A man has to be really worthy – respectful, loving, decent and sophisticated to enjoy a woman’s culinary skills. Cooking and eating is an extension of good conversation, laughter and affection and those are things one enjoys with loved ones, and hence preparing a meal for someone is a significant act of love.

As a feminist, I still enjoy preparing meals contrary to false perceptions that women who proclaim to be feminists shun domestic duties. I however dislike the expectation aspect. I’m not a maid, so I shouldn’t be “expected” to cook, but do it because I want to, and can… 

On the flipside, as much as cooking is one of the ways you can show someone that you care for them, does food really have the power to be the deciding factor of the future course of a relationship? I think a person has to like so many aspects of their love interest before falling in love.  Things like cooking could be the cherry on top, not the important aspect…

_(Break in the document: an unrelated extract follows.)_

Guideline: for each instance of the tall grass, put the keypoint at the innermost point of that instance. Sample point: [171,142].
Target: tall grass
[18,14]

The adage that ‘cooking is a way to man’s heart’ reflects men in a negative light, as if feeding a guy all the time will make him “behave and be nice to you”. This statement is almost as ignorant and offensive as the one that, Men always have sex on their minds.  It’s also suggesting in a way that men are shallow and seek no real qualities in the women they wish to date, or spend their lives with, except her cooking abilities. 

If we believe that this archaic adage is true, does it mean that the day the meal is not up to the mark, the man will shun his partner? Are you aware that there are many women who are married, but cannot cook never mind fry an egg? If food were of paramount importance to most men, then more women would be married, including the mmaseapei ladies littered across the city.